In addtion, the game also features license for the 2026 World Baseball Classic, (Note: only in Japan and select Asian countries including Hong Kong, South Korea and Taiwan.) marking the tournament's first licensed appearance in the eBaseball/Professional Baseball Spirits (PBS) series in 17 years (Note: on the home console.) since Pro Yakyū Spirits 6 in 2009. Past championship teams of Samurai Japan are also featured in the game, along with the team participating in the 2026 WBC among others.

== Featured mode ==

=== 2026 World Baseball Classic ===
In its first licensed appearance eBaseball/PBS home console title in 17 years, the World Baseball Classic mode features:

- Tournament mode: the player can compete as one of the national teams in the 2026 World Baseball Classic (WBC), making it out of pool play and battling in the knock-out stage for the world championship.
- Scenario mode: the player is put in situations to relive real-life moments in each of all 47 games of the 2026 WBC.
- All participating players of the 2026 WBC, including the MLBPA-licensed such as Shohei Ohtani, Aaron Judge, Jung-hoo Lee, Ronald Acuña Jr. và Vladimir Guerrero Jr. In additon, the mode also features LoanDepot Park, home of the Miami Marlins and the hosting ballpark of the championship game.
- A team editor, enabling the player to play in WBC with a customized national team or a team consisting of originally created players.

Due to restrictions on distribution of the World Baseball Classic license, which is non-exclusively shared with MLB The Show 26, the WBC mode is only available in Japan and select Asian countries.

=== Pennant Race ===

- For the first time in the series, this franchise management mode feature the "Active Player draft" , a mechanism similar to Major League Baseball's Rule 5 draft implemented in the NPB since 2022.

=== Hakkyū no Kiseki ===
In this mode, the player is put in the shoes of a high school baseball manager in Japan, with the task of building and fielding their school's club to qualify and compete at the Kōshien national tournaments (Spring and Summer).
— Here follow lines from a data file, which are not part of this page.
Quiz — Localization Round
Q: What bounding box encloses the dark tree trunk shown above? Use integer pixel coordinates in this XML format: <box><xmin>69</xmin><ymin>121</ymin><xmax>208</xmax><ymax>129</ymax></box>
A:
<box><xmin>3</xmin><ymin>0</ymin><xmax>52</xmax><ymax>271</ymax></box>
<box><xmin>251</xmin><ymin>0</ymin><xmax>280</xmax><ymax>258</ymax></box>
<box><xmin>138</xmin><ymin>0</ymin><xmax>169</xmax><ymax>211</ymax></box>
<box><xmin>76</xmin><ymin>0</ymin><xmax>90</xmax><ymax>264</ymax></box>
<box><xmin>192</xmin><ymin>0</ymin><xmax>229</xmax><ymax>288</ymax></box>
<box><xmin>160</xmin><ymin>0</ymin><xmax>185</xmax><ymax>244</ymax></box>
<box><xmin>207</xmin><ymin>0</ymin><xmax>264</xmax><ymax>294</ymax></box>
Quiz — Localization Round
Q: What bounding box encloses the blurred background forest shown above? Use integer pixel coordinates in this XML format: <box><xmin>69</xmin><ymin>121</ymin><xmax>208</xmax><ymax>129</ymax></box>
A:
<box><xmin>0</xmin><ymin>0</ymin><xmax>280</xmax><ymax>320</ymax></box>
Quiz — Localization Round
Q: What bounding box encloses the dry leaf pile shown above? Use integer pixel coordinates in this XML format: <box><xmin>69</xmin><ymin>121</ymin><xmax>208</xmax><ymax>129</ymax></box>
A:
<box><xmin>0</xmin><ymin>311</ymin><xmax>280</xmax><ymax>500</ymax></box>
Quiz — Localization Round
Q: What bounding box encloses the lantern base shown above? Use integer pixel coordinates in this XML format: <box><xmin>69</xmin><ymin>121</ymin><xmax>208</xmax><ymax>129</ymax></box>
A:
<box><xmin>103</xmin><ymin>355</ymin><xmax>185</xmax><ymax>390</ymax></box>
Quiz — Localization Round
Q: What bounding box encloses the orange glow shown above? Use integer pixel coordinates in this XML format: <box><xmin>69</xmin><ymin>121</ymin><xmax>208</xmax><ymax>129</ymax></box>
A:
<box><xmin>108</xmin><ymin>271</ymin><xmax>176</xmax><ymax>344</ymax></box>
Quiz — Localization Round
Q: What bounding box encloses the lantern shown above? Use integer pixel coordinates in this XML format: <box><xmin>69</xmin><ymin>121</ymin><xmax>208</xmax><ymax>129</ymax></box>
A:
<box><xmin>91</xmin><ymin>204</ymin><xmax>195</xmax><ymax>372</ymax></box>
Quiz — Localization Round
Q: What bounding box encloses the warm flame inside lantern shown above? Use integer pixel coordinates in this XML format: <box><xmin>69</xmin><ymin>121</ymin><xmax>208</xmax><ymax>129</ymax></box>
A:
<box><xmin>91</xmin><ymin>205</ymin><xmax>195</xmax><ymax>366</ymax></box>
- Players can choose to field their team during game by managing tactical decisions, or manually controlling the team in select moments during or throughout the game.
- In addition to reflecting rule changes in the Japanese high school baseball rulebook of 2026 which allows for the use of the designated hitter (DH), the mode introduces the so-called "Ohtani rule", in which a starting pitcher who also comes to bat as the DH can remain in the game as the DH after being relieved on the mound.

== Cast ==

=== Cover athletes ===

- Shohei Ohtani (Samurai Japan)
- Teruaki Satō (Hanshin Tigers)
- Katsuki Azuma (Yokohama DeNA BayStars)
- Kaito Kozono (Hiroshima Toyo Carp)
- Shinya Matsuyama (Chunichi Dragons)
- Sōma Uchiyama (Tokyo Yakult Swallows)
- Iori Yamasaki (Yomiuri Giants)
- Kōtarō Kiyomiya (Hokkaido Nippon-Ham Fighters)
- Liván Moinelo (Fukuoka SoftBank Hawks)
- Kotaro Kurebayashi (Orix Buffaloes)
- Mishō Nishikawa (Chiba Lotte Marines)
- Chihiro Sumida (Saitama Seibu Lions)
- Shōma Fujihira (Tohoku Rakuten Golden Eagles)

=== Commentary ===

==== Japanese ====

- Play-by-play
  - Taisuke Mitsuhashi
- Color
  - Norihiro Akahoshi
  - Tomoya Satozaki
  - Kimiyasu Kudō
  - Kenshin Kawakami

==== English ====

- Play-by-play
  - Josh Lewin

== Release ==
EBaseball: Pro Spirits 2026 was released on July 16, 2026, in 200 countries and regions worldwide, becoming the first eBaseball/PBS title to receive a global release.